Raspberry Piをベースに設定済みのキット(単体でも提供)

 本キットは最小構成がmicroSDのみ(税込1万800円)、標準構成がRaspberry Pi(Raspberry Pi 3Bをケースに入れたもの)とmicroSDのセット(税込1万9440円)という2つのラインアップになっている。

 要するにGHKitの本体に相当するのはmicroSDに書き込まれたプログラムで、それを動かすためのハードウェアにあたるラズパイことRaspberry Piは自前で用意してもいいし、なければセットで購入すればいいというわけだ。

GHKit 標準構成の写真。といってもこれは公式ケースに入った「Raspberry Pi 3B」そのものであり、GHKitの本体と呼ぶには少々語弊がある
GHKit Raspberry Pi 3Bに挿入されているmicroSDがGHKitの本体ということになる

 設置方法としては、Google Homeに物理的につなげるのではなく(つなげようもない)、Google Homeが参加しているネットワークに本キットを参加させ、連携させるという手順になる。といってもGoogle Home側で行うことは何もなく、本キット側で設定を行うだけで、Google Homeがプッシュ通知を受け取れるようになるというのが面白い。

 なお接続方法だが、Raspberry Pi 3Bは有線LANポートを搭載する他、無線LAN(Wi-Fi)にも対応するので、接続方法はどちらでも問題ない。ただし初期設定は必ず有線LANで行う必要があり、その際のLANケーブルは自前で用意する必要がある。

GHKit Raspberry Pi 3Bは有線LANポートを備える他、無線での接続にも対応する。初回セットアップ時は必ず有線でネットワークに接続する必要がある

ネットワークに参加させるだけでGoogle Homeがしゃべり出す

 設定は専用のスマホアプリ「GHKit」を用いて行う。まずはスマホアプリをダウンロードして使えるようにした上で、本製品にACアダプターを接続し、さらにLANケーブルを使って本製品をルーターもしくはハブに接続する。

GHKit まずはRaspberry Pi 3Bを有線でルーターもしくはハブに接続する

 続いてスマホアプリを起動し、製品購入時に同社からメールで受領した「GHKit ID」をスマホアプリに入力して「送信」を行う。ボタンのラベルは「送信」となっているが実質的にはこれはログインに相当する。

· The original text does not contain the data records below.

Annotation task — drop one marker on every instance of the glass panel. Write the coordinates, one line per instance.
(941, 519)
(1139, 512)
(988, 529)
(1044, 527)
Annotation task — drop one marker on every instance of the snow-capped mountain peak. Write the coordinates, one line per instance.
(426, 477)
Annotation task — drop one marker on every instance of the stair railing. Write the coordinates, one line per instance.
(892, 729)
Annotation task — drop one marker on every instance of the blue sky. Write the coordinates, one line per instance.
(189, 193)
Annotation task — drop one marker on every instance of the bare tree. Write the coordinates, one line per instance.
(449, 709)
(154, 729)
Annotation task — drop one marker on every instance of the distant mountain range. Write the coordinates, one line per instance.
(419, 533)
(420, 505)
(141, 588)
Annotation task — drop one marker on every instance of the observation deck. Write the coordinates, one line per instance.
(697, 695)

GHKitGHKit スマホアプリ「GHKit」をダウンロードする(画像=左)。購入時に送られてきた「GHKit ID」をスマホアプリに入力して「送信」をタップ(画像=右)

 正常にGHKit IDが入力されていれば、メッセージの送信やネットワーク内のGoogle Homeの指定、Raspberry PiのWi-Fi設定が行える画面が開く。開かなければGHKit IDが間違っているか、LANケーブルがつながっていないなどの理由でネットワークに接続できていないことが考えられる。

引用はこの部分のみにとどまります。